Tips for Startup Developers: Prepare for Failure

However, dealing with the problem of freezing cold can be tricky. Chen cites the example of Tiny Speck, a sports company that could be Slack. Tiny Speck had everything he wanted: a stellar band, a fun set-up, and $ 17 million from reputable investors (including Andreessen Horowitz, where Chen works). It also got a lot of people to try this game, called Glitch. The problem was that it could not make people live.

What is the difference between Glitch and Slack? For one thing, Slack’s time worked: It expects staff members and the importance of documentation. But it also benefited from small, atomic nets. People joined the team, and once the teams became more aware of the drugs, they could continue to use them. (The magic number, according to Slack, is when the group exchanged about 2,000 messages.) After that, the company grew by encouraging companies to take Slack across all working groups, weaving together multiple teams on a single integrated work tool.

Of course, online results alone cannot explain the success or failure of a startup. Slack was one of many work-related communication programs with similar ideas; not all had the same success. Chen admits: “At any successful start like Slack, there are a lot of other failures, and they often stumble at the start.”

All First Cold Problem and Try Failure give autopsies to several companies that have failed, but this could leave readers scratching their heads. Chen points out that some startups complete the network because they provide free, easy and easy-to-use services. Some developers do well for exactly the opposite reasons: Their products are stable, self-contained, and hard to find. Ananth, in his studies, finds difficulties in various initiatives without predicting how to avoid those pitfalls in the future.

Another book from 2021 attempts to provide a more comprehensive account of the cause of failure. Tom Eisenmann, who has taught business at Harvard Business School for the past 20 years, investigated 470 founders who failed as a result of moving south. Their answers form his own book, Why the Founders Fail.

Eisenmann rejects the notion that many failures go down to the founders, and criticizes capitalists for focusing too much on finding the “right people” with grit, determination, and corporate skills. Instead, they point out that failures often come as a result of poor assumptions of market demand, rapid growth, and over-vision (all things, in particular, that VCs promote). Like any good professor in business school, Eisenmann comes prepared with a lot of training.

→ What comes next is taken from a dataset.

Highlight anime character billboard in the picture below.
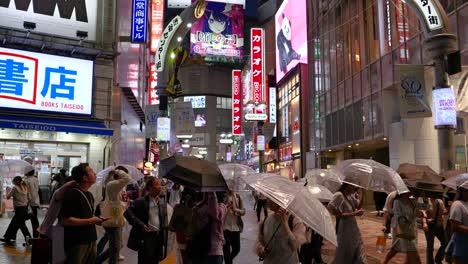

He pays close attention to the basics established by his students – cases in which postmortem seems to be human.

Why the Founders Fail provides six risk factors, including neglecting customer surveys, finding flawed victims, and falling into the “speed trap” of any growth. Eisenmann emphasizes that these errors are inevitable. But most importantly, as Ananth advises startups to understand that failure is often part of the package. Toward the end of his book, he gives practical suggestions on how to deal with failures if they are inevitable.

In today’s world, raising money can be easy – and what comes next is complicated. Can these books help beginners or savers to avoid disappointment? Probably not, but just as many health books have helped people to avoid disease. Identifying the common causes of death is one thing. Learning to live a healthy lifestyle is another.